Эфоры (наблюдатели) были, в отличие от легитимных царей, должностными лицами, избираемыми на год, и избира­лись они, как и трибуны, пятью местными филами спартиатов, а не тремя родовыми филами. Они созывали собрания граж­дан, имели право юрисдикции по гражданским и (быть может, с некоторыми ограничениями) уголовным делам, призывали к ответу даже царей, требовали отчетности от должностных лиц, смещали их, держали в своих руках все управление и фактически располагали вместе с выборным советом герусии высшей политической властью в Спартанском государстве. В мирное время в пределах города цари обладали только по­четными привилегиями и личным влиянием; во время войны они располагали полной, в Спарте очень строгой, дисципли­нарной властью. Вероятно, только в более позднее время эфоры стали во время походов сопровождать царей. То, что эфоров, быть может первоначально, даже еще после I Мессенской войны 93 назначали цари, не меняет характера их власти в качестве трибунов. Вполне возможно, что это от­носилось первоначально и к старейшинам триб. Не меняет свойств их власти и тот более важный факт, что они не обла­дали характерной для трибунов и общей им и средневековым капитанам функцией интерцессии. Ведь не только известно, что эфоры должны были по своей должности защищать граж­дан вт царей, но более позднее отсутствие этой функции объясняется безусловной победой спартанского демоса над его противниками и тем, что он сам превратился в первона­чально господствующий плебейский, а затем фактически гос­подствующий класс настоящей олигархии. Знати в Спарте в историческое время не было. Сколь ни безусловно полис от­стаивал свое господствующее положение над илотами, кото­рым он ежегодно торжественно «объявлял войну», религиозно мотивируя этим их бесправие, сколь ни сохранял он свое по­литическое господствующее положение над стоящими вне
[390]

военного объединения периэками, внутри полиса между пол­ноправными гражданами сохранялось, по крайней мере в принципе, социальное равенство. Господство вовне и равен­ство внутри полиса контролировалось с помощью системы шпионажа (krypteia), напоминавшей венецианскую. По преда­нию, лакедемоняне первыми отказались от атрибутов знатно­го образа жизни, в частности в одежде, отличие в которой, следовательно, раньше существовало. Что это обстоятель­ство, а также строгое ограничение власти царя явилось ре­зультатом борьбы и компромисса, доказывается приносимой ежегодно взаимной клятвой царя и эфоров, своего рода пери­одически возобновляемым договором. Сомнение вызывает только то, что эфоры выполняли, по-видимому, отдельные религиозные функции. Однако они в еще большей степени, чем трибуны, стали легитимными должностными лицами об­щины. Основные черты спартанского полиса производят на­столько рациональное впечатление, что их невозможно счи­тать остатком древних институтов.

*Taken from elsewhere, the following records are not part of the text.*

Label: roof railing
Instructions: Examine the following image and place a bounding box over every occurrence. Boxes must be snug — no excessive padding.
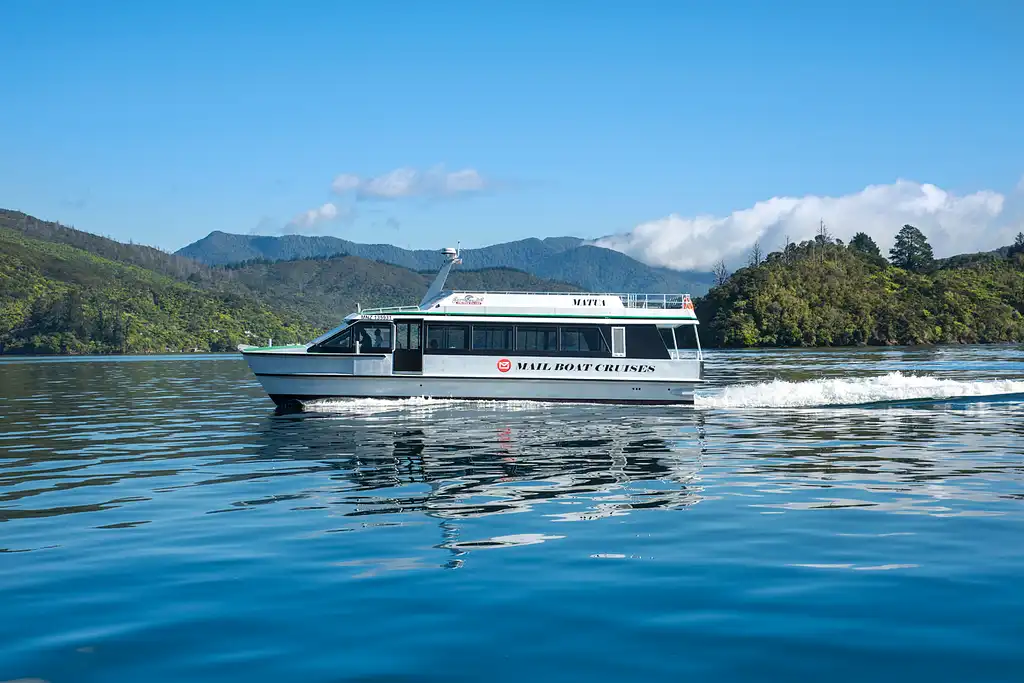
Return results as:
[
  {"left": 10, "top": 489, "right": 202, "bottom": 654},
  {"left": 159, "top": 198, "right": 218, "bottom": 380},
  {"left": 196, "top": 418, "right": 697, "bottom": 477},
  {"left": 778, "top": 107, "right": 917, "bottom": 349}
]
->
[{"left": 355, "top": 304, "right": 423, "bottom": 315}]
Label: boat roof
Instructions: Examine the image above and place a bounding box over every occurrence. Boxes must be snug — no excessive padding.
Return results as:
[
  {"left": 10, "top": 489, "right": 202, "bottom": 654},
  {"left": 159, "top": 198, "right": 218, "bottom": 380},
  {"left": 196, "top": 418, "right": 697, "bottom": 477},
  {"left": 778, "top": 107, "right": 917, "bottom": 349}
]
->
[{"left": 357, "top": 290, "right": 698, "bottom": 321}]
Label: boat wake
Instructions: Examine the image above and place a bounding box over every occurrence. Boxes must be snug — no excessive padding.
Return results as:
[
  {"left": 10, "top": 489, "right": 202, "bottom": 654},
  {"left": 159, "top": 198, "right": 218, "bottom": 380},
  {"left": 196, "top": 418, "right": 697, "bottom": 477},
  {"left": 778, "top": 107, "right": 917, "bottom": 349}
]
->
[
  {"left": 296, "top": 396, "right": 547, "bottom": 416},
  {"left": 695, "top": 372, "right": 1024, "bottom": 409}
]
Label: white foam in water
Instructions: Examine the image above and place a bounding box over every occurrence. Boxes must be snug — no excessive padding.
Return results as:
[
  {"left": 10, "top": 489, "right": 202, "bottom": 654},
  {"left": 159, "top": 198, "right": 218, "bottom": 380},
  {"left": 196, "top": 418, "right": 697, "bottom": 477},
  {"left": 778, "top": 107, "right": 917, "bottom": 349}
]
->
[
  {"left": 301, "top": 396, "right": 546, "bottom": 415},
  {"left": 695, "top": 371, "right": 1024, "bottom": 409},
  {"left": 302, "top": 396, "right": 450, "bottom": 412}
]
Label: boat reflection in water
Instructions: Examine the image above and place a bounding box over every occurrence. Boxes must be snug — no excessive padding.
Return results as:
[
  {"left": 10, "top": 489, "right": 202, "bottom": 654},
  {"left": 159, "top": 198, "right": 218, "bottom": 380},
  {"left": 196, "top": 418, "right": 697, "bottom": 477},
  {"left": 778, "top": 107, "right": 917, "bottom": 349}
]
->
[{"left": 252, "top": 400, "right": 707, "bottom": 567}]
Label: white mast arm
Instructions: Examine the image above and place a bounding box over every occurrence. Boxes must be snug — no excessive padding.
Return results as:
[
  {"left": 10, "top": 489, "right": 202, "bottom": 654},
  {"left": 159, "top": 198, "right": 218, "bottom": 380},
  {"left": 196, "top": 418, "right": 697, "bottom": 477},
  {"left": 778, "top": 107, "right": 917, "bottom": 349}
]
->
[{"left": 419, "top": 246, "right": 461, "bottom": 308}]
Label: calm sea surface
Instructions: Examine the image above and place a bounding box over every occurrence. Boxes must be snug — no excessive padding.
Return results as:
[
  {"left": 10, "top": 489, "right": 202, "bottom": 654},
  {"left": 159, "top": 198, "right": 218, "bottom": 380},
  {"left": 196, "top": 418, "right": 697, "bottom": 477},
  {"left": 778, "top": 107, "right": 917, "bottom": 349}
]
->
[{"left": 2, "top": 346, "right": 1023, "bottom": 682}]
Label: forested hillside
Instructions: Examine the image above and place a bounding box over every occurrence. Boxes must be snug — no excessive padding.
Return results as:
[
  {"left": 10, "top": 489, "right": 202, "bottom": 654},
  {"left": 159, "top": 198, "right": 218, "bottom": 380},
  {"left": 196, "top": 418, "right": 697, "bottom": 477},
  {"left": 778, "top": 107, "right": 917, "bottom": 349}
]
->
[
  {"left": 0, "top": 212, "right": 584, "bottom": 353},
  {"left": 697, "top": 226, "right": 1024, "bottom": 347},
  {"left": 0, "top": 228, "right": 316, "bottom": 354},
  {"left": 2, "top": 209, "right": 217, "bottom": 283}
]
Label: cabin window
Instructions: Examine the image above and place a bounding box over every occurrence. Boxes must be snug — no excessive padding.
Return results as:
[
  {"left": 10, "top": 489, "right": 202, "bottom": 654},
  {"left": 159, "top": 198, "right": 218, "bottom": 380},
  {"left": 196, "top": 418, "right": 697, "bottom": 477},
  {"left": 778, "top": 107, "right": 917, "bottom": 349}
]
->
[
  {"left": 516, "top": 326, "right": 558, "bottom": 351},
  {"left": 625, "top": 325, "right": 671, "bottom": 359},
  {"left": 446, "top": 326, "right": 468, "bottom": 349},
  {"left": 396, "top": 322, "right": 421, "bottom": 350},
  {"left": 560, "top": 326, "right": 609, "bottom": 353},
  {"left": 611, "top": 326, "right": 626, "bottom": 357},
  {"left": 426, "top": 324, "right": 470, "bottom": 351},
  {"left": 312, "top": 322, "right": 393, "bottom": 353},
  {"left": 659, "top": 328, "right": 676, "bottom": 350},
  {"left": 355, "top": 323, "right": 392, "bottom": 351},
  {"left": 473, "top": 325, "right": 513, "bottom": 351},
  {"left": 316, "top": 326, "right": 354, "bottom": 352}
]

В остальных греческих общинах аналогии этому отсут­ствуют. Повсюду мы, правда, обнаруживаем демократическое движение незнатных граждан, направленное против знатных родов и большей частью временно или длительно устраняю­щее их господство. Однако, как и в средние века, это не озна­чало ни равенства всех граждан в праве занимать должности и заседать в совете, ни одинакового права голоса, ни вообще включения всех лично-свободных живущих в городе фамилий в союз граждан. В отличие от Рима, здесь вольноотпущенники вообще не входили в союз граждан. Равное же положение граждан нарушалось различными степенями в праве голоса и занятии должностей, вначале в зависимости от земельной ренты и способности носить оружие, а впоследствии от иму­щества. Эта иерархия и в Афинах юридически никогда не бы­ла полностью уничтожена, так же как в средневековых горо­дах неимущие слои никогда не достигали надолго равных прав со средним сословием.

Право голоса в народном собрании предоставлялось либо всем принадлежавшим к demoi, приписанным к военному союзу фратрии землевладельцам - это было первой стадией «демократии», - либо также владеющим другим имуществом. Решающей была способность вооружиться необходимым об­разом для участия в войске гоплитов, с ростом значения которого было связано это преобразование. Мы вскоре уви­дим, что установление различных степеней в праве голоса было отнюдь не важнейшим средством для достижения этого результата. Как и в средние века, независимо от того или ино­го формально установленного состава собрания граждан, от определения его формальной компетенции господствующее
[391]

социальное положение имущих слоев общества не терпело ущерба. Движение демоса приводило в ходе своего развития к самым разным результатам. Ближайшим и в некоторых слу­чаях длительным достижением было возникновение демокра­тии, внешне похожей на строй многих итальянских коммун. Наиболее имущий слой незнатных граждан, соответствующий установленному цензу, большей частью владельцы денег и рабов, эргастерий, судов, торгового и ростовщического капи­тала, получал наряду с располагавшими земельной собствен­ностью родами доступ в совет и право занимать должности в городе. Масса же мелких ремесленников, мелких торговцев и вообще малоимущих была лишена права занимать какие-нибудь должности либо юридически, либо фактически вслед­ствие своей непригодности; иногда демократизация продол­жалась и завершалась тем, что власть переходила именно к этим отвергаемым раньше слоям общества. Для того чтобы это могло произойти, необходимо было находить средства поднять экономический уровень этих слоев путем предостав­ления им ежедневных денежных пособий, а также посред­ством снижения ценза на занятие должностей. Такая практика и фактическое игнорирование классового деления демоса были конечным пунктом развития, достигнутым аттической демократией лишь в IV в., когда отпало военное значение гоплитов.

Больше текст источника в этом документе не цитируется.